宝塚ファンの夢とパワハラ(2024年3月30日『産経新聞』-「産経抄」)

 桜が満開を迎えた春、紅華歌劇音楽学校の2次試験会場で、大勢の受験生たちを見た教員がつぶやく。「合格したら悪夢のようなヒエラルキー社会の始まりなのにな」。宝塚歌劇団をモデルとし、アニメ化もされた斉木久美子さんの人気漫画『かげきしょうじょ!!』の一場面である。

▼そのシーズンゼロ巻に収録された斉木さんと宝塚の元トップスター、凰稀(おうき)かなめさんの対談で、凰稀さんは読んだ感想を語っている。「こういう学校だったら凄(すご)く楽しかっただろうな」。作品でも厳しい上下関係や規律が描かれているが、現実はそんな生易しいものではなかったということか。

宝塚歌劇団の宙(そら)組劇団員の女性が急死した問題で、親会社の阪急阪神ホールディングスは28日、上級生らによるパワーハラスメントを認め、補償する内容で合意書を締結したと発表した。歌劇団側は当初、パワハラやいじめを認めていなかった。

▼合意書に盛り込まれたパワハラ行為は、ヘアアイロンを額に当ててやけどを負わせたり、人格否定の言葉を浴びせたりするなど悪質なものである。これらについて、29日の小紙(東京版)で元タカラジェンヌが証言していた。「心当たりがあるし、歌劇団ではずっと当たり前だった」 

▼異常な実態を長年放置し、なかったことにしようとした歌劇団の責任は重い。宝塚の舞台に憧れ、血のにじむ努力を重ねた末に待ち受けるのがパワハラでは救われない。劇団側の適切な指導・矯正がないまま、それが「伝統」だと思い込み慣習的にパワハラを続けた上級生もふびんである。

▼「宝塚は夢の世界ですからね。やっぱり」。前掲の対談で凰稀さんは語っていた。劇団を支えるたくさんのファンの夢を壊してはならない。

 

歌劇団パワハラ/人権尊重へ抜本的改革を(2024年3月30日『神戸新聞』-「社説」)

 昨年9月に宝塚歌劇団の俳優女性(25)が急死した問題で、歌劇団と運営する阪急電鉄、親会社の阪急阪神ホールディングス(HD)が、上級生らによる女性へのパワーハラスメントを認め、補償も含めた遺族側との合意書を締結した。HDの角和夫会長らが遺族に直接謝罪した。

 女性は宝塚市内で死亡して見つかり、兵庫県警は自殺の可能性が高いとみている。合意を受けて、母親は「娘に会いたい、生きていてほしかった」などとコメントした。
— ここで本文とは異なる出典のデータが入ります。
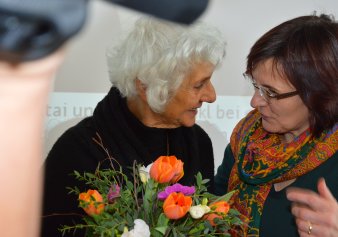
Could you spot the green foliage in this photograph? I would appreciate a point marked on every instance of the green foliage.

 遺族側の主張を否定していた阪急・歌劇団側が一転して受け入れ、決裂の可能性もあった交渉が決着した。ただ、合意がなされても失われた命は戻らない。阪急側は事実の重さを改めて認識してもらいたい。

 阪急側は、遺族側が示した15項目のパワハラ行為を14項目に整理し、いずれの行為も認めた。上級生がヘアアイロンでやけどを負わせ、謝罪しなかった▽髪飾りの作り直しを指示、深夜作業を課した▽人格否定のような発言を浴びせた-などだ。いずれも非常識と言うほかない。

 両者の交渉がもつれ、合意まで約半年間を要したのは阪急側の責任である。過重労働とパワハラを訴えた遺族側に対し、阪急側は、グループ企業の役員が所属する弁護士事務所の調査報告書を基にパワハラを否定した。写真などの証拠が出された後もパワハラの半数を認めなかった。遺族側代理人は「行為者が自身の責任を回避し、歌劇団がそれをかばう姿勢が長引かせた」と指摘した。

 遺族側が求めた第三者的な立場からの再検証を、阪急側は結局行わなかった。「(いじめがあったと言うなら)証拠を見せていただきたい」と会見で見せた高圧的な態度に遺族がたじろいでいれば、パワハラはなかったことにされていた。阪急側は今回の対応の問題点を一から検証し再発防止につなげる責務がある。

 阪急側はパワハラの当事者に悪意があったとまでは言えないとし、劇団員の処分は否定した。責任は組織全体で負うべきだとしても、劇団員ら一人一人が人権意識を高めなければパワハラの根絶は難しい。

 再発防止策として阪急側は、興行計画や稽古期間の見直し、外部相談窓口の開設、劇団員らの意識改革を促す取り組み、有識者のアドバイザリーボード設置などを挙げた。

 今年創立110周年となる宝塚歌劇には厳しい上下関係や古い伝統、慣習が残るとされる。こうした組織風土の一掃は容易ではない。人権を尊重する歌劇団になるためには、抜本的な組織改革が欠かせない。合意で問題を終わらせることなく、今後の取り組みを社会に広く開示していく姿勢が求められる。

 

謝罪した宝塚歌劇団(2024年3月30日『熊本日日新聞』-「新生面」)

 漫画家の手塚治虫は幼少期から青年期まで兵庫県宝塚市で過ごした。家は宝塚大劇場から1キロと離れておらず、母親に連れられてよく観劇に訪れていたという

▼「この世の最高の芸術だと感嘆した」と後に語ったように、創作の原点になるような体験だった。主人公の王女が王子の装いをして活躍する『リボンの騎士』は、宝塚歌劇の影響が最も色濃く出た作品だ

▼その歌劇団の陰の部分が、俳優の25歳女性が急死した問題でさらけ出された。「過重労働とパワハラで心身の健康を損ない、自殺に至った」と主張する遺族側に対し、歌劇団側はこれまで、パワハラはなかったと言い続けていた

歌劇団と親会社の阪急阪神ホールディングスは一昨日、上級生による女性へのパワハラを認め謝罪した。当初は「証拠を見せていただきたい」と強気だったが、交渉を長引かせた末に世間の厳しい目に耐えられなくなったようだ

▼鉄道に詳しい政治学者の原武史さんは、阪急の鉄道に対する考えは目的地にただ早く乗客を運べばよいというものではなかったとする。「阪急の創業者の小林一三は、沿線に新たな文化圏を築こうとした。大正初期に始まる宝塚歌劇団はまさにその金字塔」(『鉄道ひとつばなし2』講談社現代新書

▼今回の歌劇団側の対応には“漫画の神様”も創業者も嘆いているだろう。そして多くのファンも。ちなみに、歌劇団の俳優養成機関「宝塚音楽学校」の今年の受験者数は480人(合格者40人)で、2000年代では最も少なかった。